Little prosciutto and rosemary meatloaves

 


Little prosciutto and rosemary meatloaves with garlic mash

Ingredients (12)

1 bunch rosemary

3 garlic cloves, peeled

700g minced beef

1 red onion, finely chopped

1 egg

1/4 cup (25g) dry (packaged) breadcrumbs

2 tbsp peach chutney (or other good-quality fruit chutney)

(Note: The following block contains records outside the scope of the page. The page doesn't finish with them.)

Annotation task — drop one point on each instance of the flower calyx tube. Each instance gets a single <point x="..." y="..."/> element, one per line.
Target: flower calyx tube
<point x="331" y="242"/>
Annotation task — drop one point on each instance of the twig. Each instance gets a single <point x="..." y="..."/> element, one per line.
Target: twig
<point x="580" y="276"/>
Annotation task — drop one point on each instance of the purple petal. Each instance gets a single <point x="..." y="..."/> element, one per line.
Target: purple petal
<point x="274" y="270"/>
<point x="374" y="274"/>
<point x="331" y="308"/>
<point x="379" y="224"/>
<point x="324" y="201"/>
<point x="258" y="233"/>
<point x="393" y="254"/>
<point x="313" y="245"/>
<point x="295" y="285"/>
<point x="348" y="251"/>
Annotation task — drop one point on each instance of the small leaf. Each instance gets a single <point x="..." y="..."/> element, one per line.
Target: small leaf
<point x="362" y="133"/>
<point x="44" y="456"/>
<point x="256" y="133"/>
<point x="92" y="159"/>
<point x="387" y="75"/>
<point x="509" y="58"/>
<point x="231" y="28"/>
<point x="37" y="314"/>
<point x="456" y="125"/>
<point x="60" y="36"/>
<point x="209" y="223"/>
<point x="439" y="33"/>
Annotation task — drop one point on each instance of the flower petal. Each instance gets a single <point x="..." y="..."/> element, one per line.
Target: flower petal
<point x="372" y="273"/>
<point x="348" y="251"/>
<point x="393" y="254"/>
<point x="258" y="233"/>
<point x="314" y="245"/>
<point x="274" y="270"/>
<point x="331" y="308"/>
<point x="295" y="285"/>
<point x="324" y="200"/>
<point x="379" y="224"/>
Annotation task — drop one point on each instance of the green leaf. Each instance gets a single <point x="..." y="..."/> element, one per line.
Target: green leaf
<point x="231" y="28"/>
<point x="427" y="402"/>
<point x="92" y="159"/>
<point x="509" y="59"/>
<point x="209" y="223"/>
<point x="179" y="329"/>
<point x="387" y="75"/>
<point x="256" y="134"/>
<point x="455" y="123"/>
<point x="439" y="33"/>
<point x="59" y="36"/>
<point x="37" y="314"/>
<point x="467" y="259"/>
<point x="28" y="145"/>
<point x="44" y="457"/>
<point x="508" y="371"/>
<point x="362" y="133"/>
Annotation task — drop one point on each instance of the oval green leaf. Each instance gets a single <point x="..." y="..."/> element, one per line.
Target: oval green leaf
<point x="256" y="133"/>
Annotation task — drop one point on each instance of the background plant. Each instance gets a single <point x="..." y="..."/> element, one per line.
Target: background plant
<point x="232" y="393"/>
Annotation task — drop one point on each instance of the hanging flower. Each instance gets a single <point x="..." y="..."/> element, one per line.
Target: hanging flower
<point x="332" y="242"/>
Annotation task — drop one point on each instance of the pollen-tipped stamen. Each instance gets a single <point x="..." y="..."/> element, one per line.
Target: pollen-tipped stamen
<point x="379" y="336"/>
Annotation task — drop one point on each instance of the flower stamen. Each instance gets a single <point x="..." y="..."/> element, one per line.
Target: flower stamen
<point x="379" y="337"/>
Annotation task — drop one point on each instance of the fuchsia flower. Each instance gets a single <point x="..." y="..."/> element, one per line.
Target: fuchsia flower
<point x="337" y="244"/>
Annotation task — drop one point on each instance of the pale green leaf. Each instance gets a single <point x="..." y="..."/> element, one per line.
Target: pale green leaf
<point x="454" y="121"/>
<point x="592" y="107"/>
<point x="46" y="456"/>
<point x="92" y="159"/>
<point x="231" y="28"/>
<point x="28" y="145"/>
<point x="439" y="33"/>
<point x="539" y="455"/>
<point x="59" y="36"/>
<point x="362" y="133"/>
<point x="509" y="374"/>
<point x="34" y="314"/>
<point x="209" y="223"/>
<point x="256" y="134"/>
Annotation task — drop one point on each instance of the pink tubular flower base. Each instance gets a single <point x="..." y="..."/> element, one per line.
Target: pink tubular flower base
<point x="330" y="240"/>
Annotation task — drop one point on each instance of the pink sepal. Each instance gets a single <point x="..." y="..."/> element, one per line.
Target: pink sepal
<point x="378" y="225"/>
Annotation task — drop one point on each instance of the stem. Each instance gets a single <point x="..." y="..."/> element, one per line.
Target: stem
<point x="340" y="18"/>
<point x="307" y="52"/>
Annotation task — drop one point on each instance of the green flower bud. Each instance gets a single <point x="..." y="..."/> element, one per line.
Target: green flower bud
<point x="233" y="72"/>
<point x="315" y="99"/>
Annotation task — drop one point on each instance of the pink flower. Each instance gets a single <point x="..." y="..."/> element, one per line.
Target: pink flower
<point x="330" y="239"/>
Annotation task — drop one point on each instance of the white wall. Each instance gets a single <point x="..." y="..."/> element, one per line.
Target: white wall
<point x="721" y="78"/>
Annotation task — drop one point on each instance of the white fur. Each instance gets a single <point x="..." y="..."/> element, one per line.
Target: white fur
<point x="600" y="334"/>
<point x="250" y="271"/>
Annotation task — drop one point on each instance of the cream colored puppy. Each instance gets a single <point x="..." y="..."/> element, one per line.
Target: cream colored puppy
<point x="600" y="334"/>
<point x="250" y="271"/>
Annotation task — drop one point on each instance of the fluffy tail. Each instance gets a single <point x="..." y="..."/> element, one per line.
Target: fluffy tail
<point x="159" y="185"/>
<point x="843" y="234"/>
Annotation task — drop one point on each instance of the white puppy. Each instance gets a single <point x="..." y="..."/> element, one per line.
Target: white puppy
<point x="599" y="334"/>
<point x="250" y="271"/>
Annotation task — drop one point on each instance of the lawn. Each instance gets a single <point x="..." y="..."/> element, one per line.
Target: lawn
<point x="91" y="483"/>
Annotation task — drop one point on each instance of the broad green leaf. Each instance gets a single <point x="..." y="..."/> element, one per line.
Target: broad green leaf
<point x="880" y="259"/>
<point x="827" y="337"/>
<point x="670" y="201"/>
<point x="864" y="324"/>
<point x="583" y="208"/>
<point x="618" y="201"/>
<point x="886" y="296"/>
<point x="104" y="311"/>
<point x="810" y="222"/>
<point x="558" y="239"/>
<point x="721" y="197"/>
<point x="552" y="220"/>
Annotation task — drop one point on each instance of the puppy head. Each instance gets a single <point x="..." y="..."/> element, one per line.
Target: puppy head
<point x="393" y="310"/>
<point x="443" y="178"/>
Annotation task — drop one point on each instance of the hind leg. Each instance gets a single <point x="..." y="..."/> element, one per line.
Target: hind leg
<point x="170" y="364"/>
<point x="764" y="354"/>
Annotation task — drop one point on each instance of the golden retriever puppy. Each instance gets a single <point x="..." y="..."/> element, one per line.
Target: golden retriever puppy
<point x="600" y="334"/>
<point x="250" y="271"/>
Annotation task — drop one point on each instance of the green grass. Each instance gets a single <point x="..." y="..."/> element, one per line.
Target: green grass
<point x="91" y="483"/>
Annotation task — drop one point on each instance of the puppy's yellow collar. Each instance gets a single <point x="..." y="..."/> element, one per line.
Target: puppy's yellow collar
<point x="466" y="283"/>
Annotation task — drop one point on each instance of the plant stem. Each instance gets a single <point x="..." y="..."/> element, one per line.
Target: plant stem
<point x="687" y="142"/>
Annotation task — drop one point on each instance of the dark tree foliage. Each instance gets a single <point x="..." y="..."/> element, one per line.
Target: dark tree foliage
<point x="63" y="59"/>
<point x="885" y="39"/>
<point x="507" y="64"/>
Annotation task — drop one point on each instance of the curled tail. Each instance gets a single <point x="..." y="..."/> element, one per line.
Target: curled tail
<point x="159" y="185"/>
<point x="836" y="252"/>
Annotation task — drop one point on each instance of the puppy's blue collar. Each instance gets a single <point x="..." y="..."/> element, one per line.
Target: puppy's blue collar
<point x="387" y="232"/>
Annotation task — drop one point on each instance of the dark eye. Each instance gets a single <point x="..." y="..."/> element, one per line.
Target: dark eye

4 long slices (about 75g) prosciutto, halved lengthways

Olive oil, to drizzle

4 large (about 1kg) desiree potatoes, peeled, chopped

1/3 cup (80ml) cream

Steamed spinach, to serve

Method

Step 1

Preheat oven to 200°C. Reserve eight small sprigs of the rosemary. Finely chop remaining rosemary leaves to make 2 tablespoons. Finely chop 1 of the garlic cloves.

Step 2

Combine the chopped rosemary and garlic, beef, onion, egg, breadcrumbs and chutney in a medium bowl. Divide beef mixture evenly into 8 portions. Shape each portion into oval shapes. Wrap each portion with a slice of prosciutto, tucking in a reserved rosemary sprig on the top. Place meatloaves on a greased oven tray. Drizzle with a little olive oil and season with black pepper. Bake in preheated oven for 15 minutes or until cooked through when tested with a skewer.

Step 3

Meanwhile, cook the potato and remaining garlic in a medium saucepan of boiling water for 10 minutes or until tender. Drain well. Return to pan and use a potato masher or fork to mash until smooth. Add cream and stir to combine. Taste and season with salt and pepper.

Step 4

Place the meatloaves and garlic mash on serving plates. Serve immediately with steamed spinach, if desired.